Since then, until he perished towards the end of the innings, Abhishek’s onslaught made England fielders remain mere spectators. When he hit it through the gap, it sped to the fence. But more often than not, he was in a mood to display his range-hitting skills. He managed to clear the rope a whopping 13 times – the most by an Indian in a T20I – four of them coming in the fifth over off Jamie Overton.
That over meant India raced to 95 for one in the PowerPlay, its highest in the first six-over passage of a T20I match. Abhishek himself had become India’s second-fastest half-centurion by then, blowing a kiss while celebrating his 17-ball fifty.
So taken aback was the England bowling attack with his onslaught that it had nothing to resort to. When they bowled in his arc, Abhishek swung the pacers and leggie Adil Rashid alike out of the park. When they bowled it short, he pulled it in a flash. But his trademark lofted drive above the bowler’s head took the case as one of them almost crashed onto the commentary box glass. The best of the lot was a lofted cover drive off Brydon Carse – whose pace variations gave him wickets – that sailed over the covers fence in the ninth over.
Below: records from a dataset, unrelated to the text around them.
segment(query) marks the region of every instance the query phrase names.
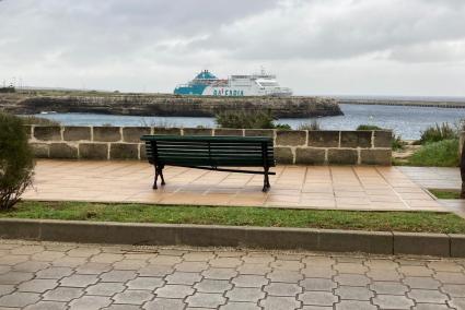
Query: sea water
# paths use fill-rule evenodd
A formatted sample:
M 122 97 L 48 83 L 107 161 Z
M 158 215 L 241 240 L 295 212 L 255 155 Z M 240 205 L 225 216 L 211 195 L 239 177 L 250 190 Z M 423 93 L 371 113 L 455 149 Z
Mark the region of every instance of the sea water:
M 421 131 L 435 123 L 458 126 L 465 120 L 465 109 L 414 106 L 340 105 L 344 116 L 323 118 L 278 119 L 293 129 L 316 119 L 324 130 L 354 130 L 359 124 L 375 124 L 392 129 L 405 140 L 419 139 Z M 214 118 L 208 117 L 146 117 L 96 114 L 46 114 L 37 115 L 54 119 L 65 126 L 167 126 L 216 127 Z

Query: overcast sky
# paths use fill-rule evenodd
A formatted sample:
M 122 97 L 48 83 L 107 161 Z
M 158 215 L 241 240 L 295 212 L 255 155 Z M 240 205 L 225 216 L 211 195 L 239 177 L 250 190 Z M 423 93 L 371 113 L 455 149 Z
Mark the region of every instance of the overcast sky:
M 465 96 L 465 0 L 0 0 L 0 82 L 171 93 L 261 65 L 298 95 Z

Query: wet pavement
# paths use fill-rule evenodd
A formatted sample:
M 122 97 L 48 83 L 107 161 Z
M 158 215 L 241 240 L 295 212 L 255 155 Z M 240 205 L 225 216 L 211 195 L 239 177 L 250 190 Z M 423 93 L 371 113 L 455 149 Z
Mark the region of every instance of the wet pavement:
M 465 260 L 0 240 L 0 309 L 465 309 Z

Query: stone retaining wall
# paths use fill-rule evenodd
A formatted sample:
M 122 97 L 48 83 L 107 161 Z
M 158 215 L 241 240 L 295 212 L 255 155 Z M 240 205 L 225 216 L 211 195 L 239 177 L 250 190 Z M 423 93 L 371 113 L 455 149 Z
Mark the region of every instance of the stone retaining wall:
M 143 134 L 271 136 L 279 164 L 391 165 L 392 132 L 153 127 L 27 127 L 38 158 L 146 159 Z

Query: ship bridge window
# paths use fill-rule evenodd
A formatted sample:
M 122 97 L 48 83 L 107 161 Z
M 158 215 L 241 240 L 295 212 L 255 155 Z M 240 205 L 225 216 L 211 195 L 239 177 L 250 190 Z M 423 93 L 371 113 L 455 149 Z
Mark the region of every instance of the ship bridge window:
M 279 86 L 278 83 L 276 82 L 259 82 L 260 86 L 265 86 L 265 87 L 276 87 Z

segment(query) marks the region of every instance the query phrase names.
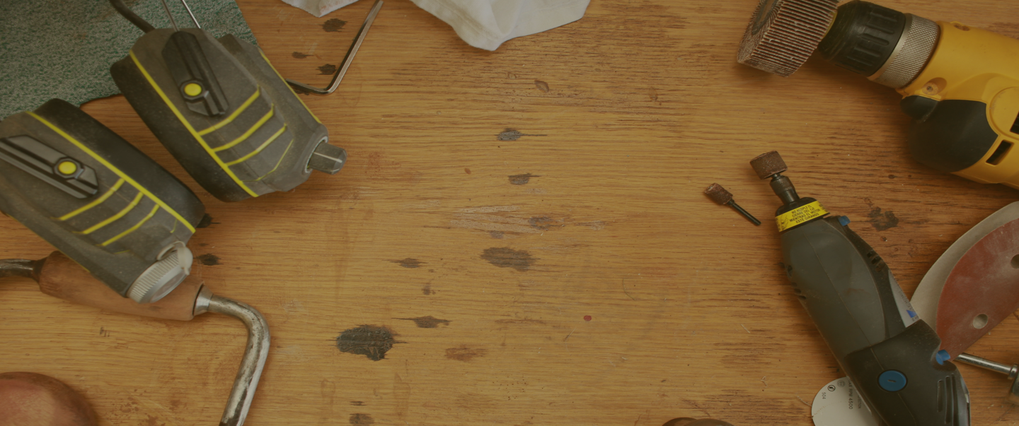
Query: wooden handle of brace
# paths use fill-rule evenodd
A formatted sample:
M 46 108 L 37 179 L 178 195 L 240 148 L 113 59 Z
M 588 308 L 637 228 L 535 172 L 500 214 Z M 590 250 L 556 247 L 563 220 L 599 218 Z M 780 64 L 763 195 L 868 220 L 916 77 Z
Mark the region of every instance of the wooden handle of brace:
M 181 321 L 195 317 L 195 300 L 202 283 L 201 267 L 195 265 L 192 275 L 166 297 L 143 304 L 120 296 L 59 251 L 46 258 L 39 273 L 39 290 L 50 296 L 100 309 Z

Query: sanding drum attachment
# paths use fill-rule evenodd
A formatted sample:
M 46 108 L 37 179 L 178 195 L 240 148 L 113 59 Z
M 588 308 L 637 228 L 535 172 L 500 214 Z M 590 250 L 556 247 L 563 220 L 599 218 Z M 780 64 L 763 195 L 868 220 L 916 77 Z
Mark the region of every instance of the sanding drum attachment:
M 761 0 L 737 58 L 788 77 L 807 61 L 835 18 L 838 0 Z
M 755 157 L 750 161 L 750 167 L 754 168 L 757 177 L 761 179 L 767 179 L 772 175 L 789 170 L 777 150 L 767 151 Z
Even though he kept on losing partners at the other end, by the time the mandatory time-out was called after 10 overs, Abhishek was one run shy of becoming India’s second-fastest centurion and India was 143 for two. Abhishek tapped one on the off-side for a rare single to acknowledge a standing ovation.
Shivam Dube then played a cameo as India ensured that the latter half was a mere formality. It turned out to be the same as India finished the game off in the 11th over. Barring Phil Salt – who scored an impressive fifty – only Jacob Bethell managed to get into double-digits. Except for Hardik Pandya, all the other Indian bowlers entered the wickets column.
Dhruv Jurel kept wickets in place of Samson, who injured his finger while missing a short-ball by Archer in the first over. And the keeper took three catches, including one down the leg off Mark Wood’s inside edge to hand Mohammed Shami his third wicket.